What's so super about being a superpower?
This isn't to deny the prevalence of anti-Americanism even in the Age of Obama. Nor is it to wish away the real threats to American power â?? from external challenges ( Iran, China, Islamist terrorists) to, more worrying, internal weaknesses (rising debt levels, decreasing military spending as a percentage of the federal budget, a shrinking Navy). But if my cross-global jaunt taught me anything, it is that those countries that dismiss the prospects for continuing American leadership do so at their peril. The U.S. still possesses unprecedented power projection capabilities, and, just as important, it is armed with the goodwill of countless countries that know the U.S. offers protection from local bullies. They may resent us, but they fear their neighbors, and that's the ultimate buttress of our status as the world's sole superpower. - Max Boot
What's interesting about Boot's argument is that he in no way ties this state of affairs to any benefits to the United States. Obviously, it's nice to feel wanted, but what is the actual strategic purpose of sustaining an expansive array of basing and security arrangements beyond "buttressing" our status as the world's sole superpower? Is American well-being and prosperity sustained by this posture? Boot refers to rising debt levels while lamenting falling military budgets, but isn't this a round-about way of suggesting that this isn't a sustainable strategy? And besides, it's a sleight of hand: military expenditures aren't falling and have in fact just finished a nearly unprecedentedly large run-up. Presumably you could slash other government expenditures for the sake of protecting Persian Gulf emirates, but I'm not clear on why that's such a good idea.

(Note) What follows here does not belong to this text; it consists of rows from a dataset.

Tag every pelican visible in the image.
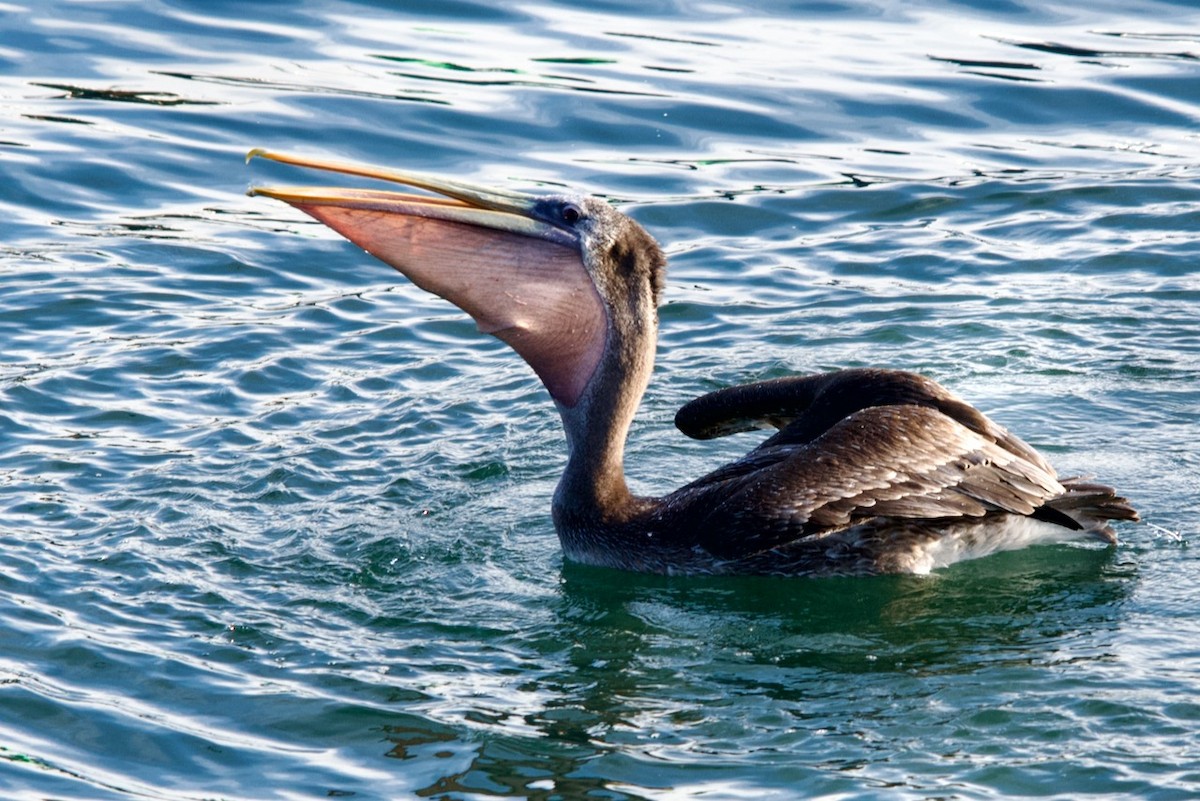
[247,149,1138,576]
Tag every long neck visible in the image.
[554,320,656,534]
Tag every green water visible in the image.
[0,0,1200,801]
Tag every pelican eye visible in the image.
[558,203,583,225]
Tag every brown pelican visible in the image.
[247,150,1138,576]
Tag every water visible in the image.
[0,0,1200,800]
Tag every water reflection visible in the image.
[376,547,1135,799]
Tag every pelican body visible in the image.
[248,150,1138,576]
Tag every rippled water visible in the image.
[0,0,1200,800]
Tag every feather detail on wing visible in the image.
[666,371,1070,559]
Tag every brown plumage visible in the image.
[251,151,1138,576]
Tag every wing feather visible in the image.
[666,404,1063,559]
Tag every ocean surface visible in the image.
[0,0,1200,801]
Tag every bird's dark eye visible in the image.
[558,203,583,225]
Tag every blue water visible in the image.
[0,0,1200,801]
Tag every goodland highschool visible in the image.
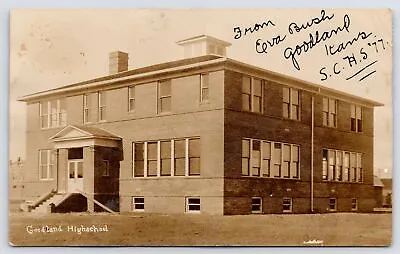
[20,35,382,215]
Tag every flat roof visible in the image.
[19,55,384,107]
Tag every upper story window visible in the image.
[200,73,210,102]
[242,139,300,179]
[350,105,362,132]
[39,149,56,180]
[83,91,107,123]
[158,80,172,113]
[322,149,363,182]
[322,97,337,127]
[283,87,300,120]
[39,99,67,129]
[132,138,200,177]
[98,91,107,121]
[242,76,264,113]
[128,86,136,112]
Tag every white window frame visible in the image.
[251,197,263,213]
[322,97,339,128]
[103,160,110,176]
[351,198,358,212]
[128,86,136,112]
[39,98,67,129]
[241,75,265,114]
[200,73,210,103]
[132,136,202,178]
[157,79,172,114]
[328,198,337,212]
[282,86,301,121]
[350,104,363,133]
[282,197,293,213]
[241,138,301,180]
[185,197,201,213]
[97,91,107,122]
[38,149,56,180]
[132,196,145,212]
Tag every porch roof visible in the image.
[50,125,122,148]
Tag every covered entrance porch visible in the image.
[50,125,123,212]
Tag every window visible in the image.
[39,149,56,180]
[128,86,136,112]
[200,73,210,102]
[242,138,300,179]
[133,143,144,177]
[351,198,358,211]
[350,105,362,132]
[273,143,282,178]
[322,98,337,127]
[83,93,100,123]
[160,140,171,176]
[98,91,107,121]
[282,87,300,120]
[322,149,328,180]
[322,149,363,182]
[174,139,186,176]
[242,139,250,176]
[328,150,336,181]
[357,153,363,183]
[343,152,350,182]
[186,198,200,213]
[103,160,110,176]
[242,76,264,113]
[261,141,271,177]
[251,140,261,176]
[39,99,67,129]
[350,153,357,182]
[133,197,144,212]
[147,142,158,176]
[158,80,172,113]
[132,138,201,177]
[282,198,292,213]
[188,138,200,175]
[329,198,336,212]
[251,197,262,213]
[290,145,300,178]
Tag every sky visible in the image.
[10,9,393,176]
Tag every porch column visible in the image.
[57,148,68,193]
[83,146,95,212]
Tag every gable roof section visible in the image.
[50,125,122,141]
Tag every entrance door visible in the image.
[68,160,83,192]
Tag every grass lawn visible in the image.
[9,213,392,246]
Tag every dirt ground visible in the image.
[9,213,392,246]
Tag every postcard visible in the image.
[9,8,393,246]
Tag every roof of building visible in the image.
[19,55,383,107]
[176,34,232,47]
[374,176,383,187]
[50,125,121,140]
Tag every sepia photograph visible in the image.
[8,8,393,247]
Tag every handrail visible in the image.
[76,189,117,214]
[28,189,54,211]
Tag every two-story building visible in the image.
[21,36,381,215]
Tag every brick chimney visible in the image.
[176,35,231,58]
[109,51,129,75]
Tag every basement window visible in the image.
[133,197,144,212]
[186,197,200,213]
[251,197,262,213]
[282,198,293,213]
[329,198,337,212]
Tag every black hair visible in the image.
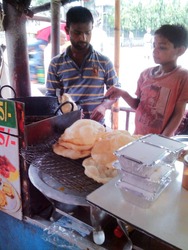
[154,24,188,48]
[66,6,94,28]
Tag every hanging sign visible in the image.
[0,99,24,219]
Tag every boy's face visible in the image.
[153,35,180,65]
[66,22,93,51]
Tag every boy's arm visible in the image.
[162,102,186,136]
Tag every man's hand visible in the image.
[91,103,106,122]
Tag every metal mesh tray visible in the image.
[22,138,101,206]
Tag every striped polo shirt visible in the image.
[46,46,118,118]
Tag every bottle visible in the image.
[182,155,188,190]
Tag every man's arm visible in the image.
[162,102,186,136]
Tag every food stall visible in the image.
[0,1,187,250]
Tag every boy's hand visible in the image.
[105,86,121,99]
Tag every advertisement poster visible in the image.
[0,99,24,220]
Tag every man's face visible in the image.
[66,22,93,51]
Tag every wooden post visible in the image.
[112,0,121,129]
[4,1,31,97]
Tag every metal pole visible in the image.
[51,0,61,57]
[112,0,120,129]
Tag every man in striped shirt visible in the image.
[46,6,118,122]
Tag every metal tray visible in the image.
[29,152,101,206]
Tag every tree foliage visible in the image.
[105,0,188,33]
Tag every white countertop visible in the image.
[87,162,188,250]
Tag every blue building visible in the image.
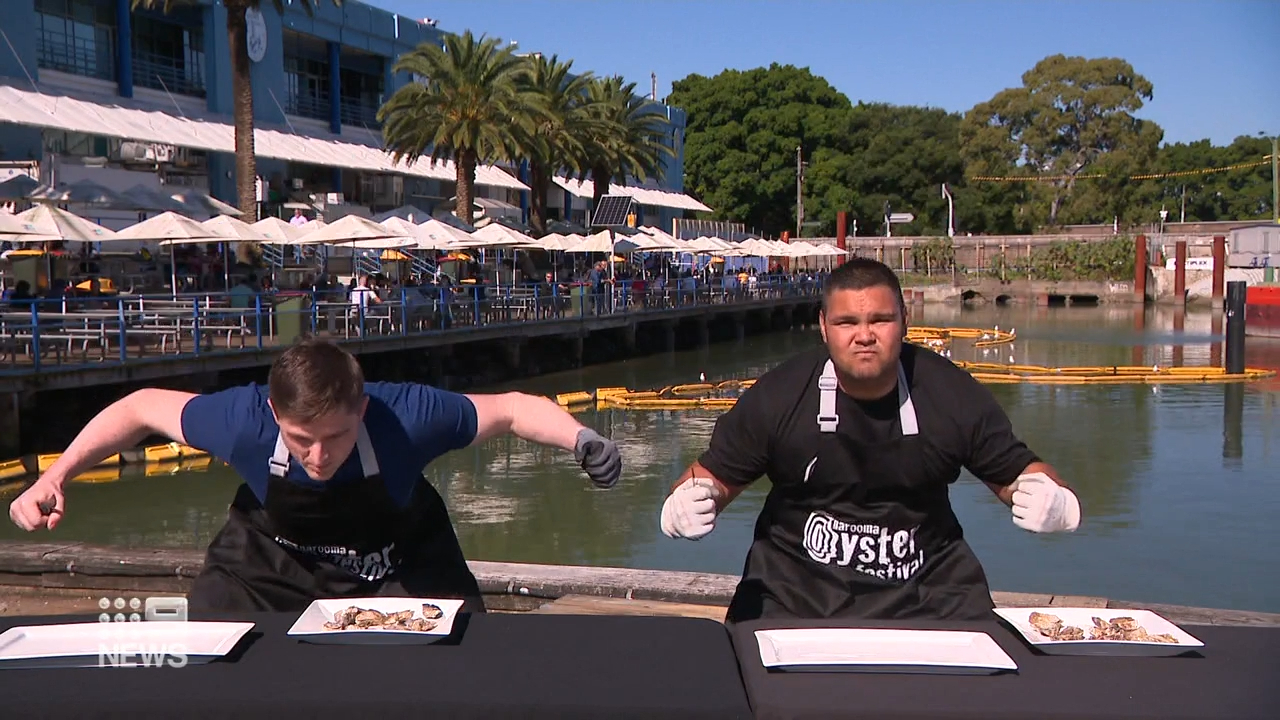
[0,0,705,231]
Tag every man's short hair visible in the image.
[266,338,365,423]
[822,258,906,318]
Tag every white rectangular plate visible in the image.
[996,607,1204,657]
[289,597,462,644]
[0,621,253,667]
[755,628,1018,675]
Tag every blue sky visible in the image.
[371,0,1280,145]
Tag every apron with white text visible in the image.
[728,360,993,621]
[189,424,484,612]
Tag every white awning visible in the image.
[554,177,712,213]
[0,85,529,190]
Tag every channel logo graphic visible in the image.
[97,597,187,623]
[97,597,187,667]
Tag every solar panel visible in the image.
[591,195,631,228]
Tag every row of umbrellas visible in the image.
[0,204,845,258]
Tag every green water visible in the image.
[0,306,1280,612]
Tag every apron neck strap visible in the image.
[266,421,379,478]
[818,360,920,436]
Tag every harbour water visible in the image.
[0,306,1280,612]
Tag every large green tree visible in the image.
[573,77,673,208]
[805,104,964,236]
[378,31,548,223]
[518,55,596,233]
[960,55,1162,225]
[667,64,850,234]
[133,0,342,222]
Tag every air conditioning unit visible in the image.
[115,142,177,164]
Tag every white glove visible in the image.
[662,478,716,539]
[1012,473,1080,533]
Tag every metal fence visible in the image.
[0,277,820,374]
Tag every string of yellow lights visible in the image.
[969,155,1271,182]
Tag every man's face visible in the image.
[273,397,369,480]
[819,286,906,380]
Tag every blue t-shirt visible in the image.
[182,383,476,506]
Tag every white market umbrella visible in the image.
[564,231,640,255]
[298,215,417,250]
[417,218,471,250]
[250,215,311,245]
[0,204,116,242]
[115,211,230,297]
[169,187,244,218]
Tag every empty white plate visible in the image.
[0,620,253,667]
[289,597,462,644]
[996,607,1204,657]
[755,628,1018,675]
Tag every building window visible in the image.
[36,0,115,79]
[133,17,205,97]
[339,68,383,128]
[283,31,330,120]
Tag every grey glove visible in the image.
[573,428,622,488]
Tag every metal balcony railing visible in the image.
[36,28,115,79]
[284,92,329,120]
[133,51,205,97]
[338,100,378,128]
[0,275,822,375]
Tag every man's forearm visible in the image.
[509,392,585,452]
[44,393,171,484]
[987,462,1071,507]
[671,461,746,512]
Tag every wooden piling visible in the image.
[1133,234,1147,302]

I do think Boot is correct on the basic dynamic: countries would rather have the U.S. taxpayer and U.S. soldier provide a share of their defense than to do it themselves, both because it's economically more attractive that way and because they fundamentally trust the U.S. more than any prospective security partner. I also think that in some limited cases, the U.S. can leverage that to our advantage. Where I differ from Boot, I guess, is that while he sees the need to establish this relationship everywhere, I'd rather be more selective. For instance, I don't believe it's wise (let alone moral) to defend Gulf monarchs. Nor do I think Europe is in much need of American defenses. A better case can be made for Japan and South Korea (and Asia more broadly), given the importance of the region in the coming century.